Chapter 13 concerns the more practical aspects of running BNCweb for network administrators. Topics include administrative access, customizable configuration settings, the cache system of previous searches, and disk-space requirements.
Finally, a brief list of references is provided, noting seminal works in English corpus linguistics by Douglas Biber, Graeme Kennedy, Geoffrey Leech, Charles Myer, Michael Scott, John Sinclair, and Michael Stubbs. There is also an 11-page glossary of computerese terms relevant to corpus inquiry. Four appendices provide all genre classifications for the texts in the corpus, part-of-speech tags (CLAWS), explication of the Simple Query Syntax, and HTML-entities for less common characters. A brief index is included as well.
This is a general, introductory text suitable for an undergraduate and/or graduate class in corpus linguistics. It demonstrates how corpus work is very much a balance between what the tools can deliver and how the human user can manipulate those tools to answer very elaborate types of questions about lexico-syntactic patterns.
The greatest attribute of this text is that it is not just a corpus usage manual, but an explication of corpus linguistics theory and methodology. In clear prose and using many illustrative examples, the authors go into great detail in their discussions about conducting various search queries, customizing annotations, contrasting raw and normalized frequencies, and enhancing validity and reliability. Throughout the text, the authors point out that the reader/user should consider intuitively what they may expect to find with particular queries before doing the actual searches. This practice reinforces the value of corpus work in that our assumptions about language usage are frequently found to be in error or in need of some finer revision in light of the search results. Even though the BNCweb provides a wide range of search options, the web-based interface is attractive and quite easy to use.
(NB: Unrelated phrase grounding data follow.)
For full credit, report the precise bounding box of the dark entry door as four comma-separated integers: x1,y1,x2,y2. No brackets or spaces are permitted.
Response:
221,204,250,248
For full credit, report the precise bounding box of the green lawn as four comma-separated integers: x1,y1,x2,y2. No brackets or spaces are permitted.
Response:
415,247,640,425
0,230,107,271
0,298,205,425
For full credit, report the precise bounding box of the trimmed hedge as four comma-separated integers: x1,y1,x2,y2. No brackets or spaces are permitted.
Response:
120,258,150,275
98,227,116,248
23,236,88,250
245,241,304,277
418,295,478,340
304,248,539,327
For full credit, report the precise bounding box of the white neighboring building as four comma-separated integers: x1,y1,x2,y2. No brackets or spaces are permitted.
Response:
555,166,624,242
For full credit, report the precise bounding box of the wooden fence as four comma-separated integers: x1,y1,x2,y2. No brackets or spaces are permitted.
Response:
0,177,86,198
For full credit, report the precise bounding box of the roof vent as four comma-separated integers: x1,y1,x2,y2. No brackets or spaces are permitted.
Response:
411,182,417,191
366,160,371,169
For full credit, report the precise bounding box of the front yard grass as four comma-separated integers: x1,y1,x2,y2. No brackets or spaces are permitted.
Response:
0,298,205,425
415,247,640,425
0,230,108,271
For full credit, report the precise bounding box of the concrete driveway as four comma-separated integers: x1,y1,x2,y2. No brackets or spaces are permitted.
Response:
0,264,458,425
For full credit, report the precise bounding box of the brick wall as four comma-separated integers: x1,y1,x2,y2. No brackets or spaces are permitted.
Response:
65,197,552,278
Some may find it a tedious read, especially the latter chapters for advanced users and network administrators, but such is the nature of the beast. This volume keeps it interesting with numerous suggestions about the types of questions that can and cannot be answered through both simple and more complex queries, and the chapter-final exercises are inspiring of innovative approaches to corpus linguistics. The potential for corpus linguistics discoveries about word/phrase frequencies has yet to be fully exploited, especially in the areas of lexicography, sociolinguistics, and second/foreign language teaching. A comparable, user-friendly mechanism for discovering and comparing the patterns of North American English usage would certainly be welcome on this side of the pond.
ABOUT THE REVIEWER
ABOUT THE REVIEWER:
Elizabeth Craig is an experienced ESL/EFL teacher and teacher-trainer with
a master's degree in applied linguistics (TESOL) and a doctorate in second
language acquisition. She was the English Language Fellow to Paraguay in
2006-2007 for the U.S. State Department and is currently teaching English
and linguistics courses at The University of Georgia. Her dissertation
consists of an examination of N+P clusters in a corpus of native-speaker
freshman compositions in an effort to address preposition errors in second
language writing. Dr. Craig is also Supervising On-line Editor of 'English
around the World', a free, weekly newspaper insert for English language
educators in and around Asunción, Paraguay.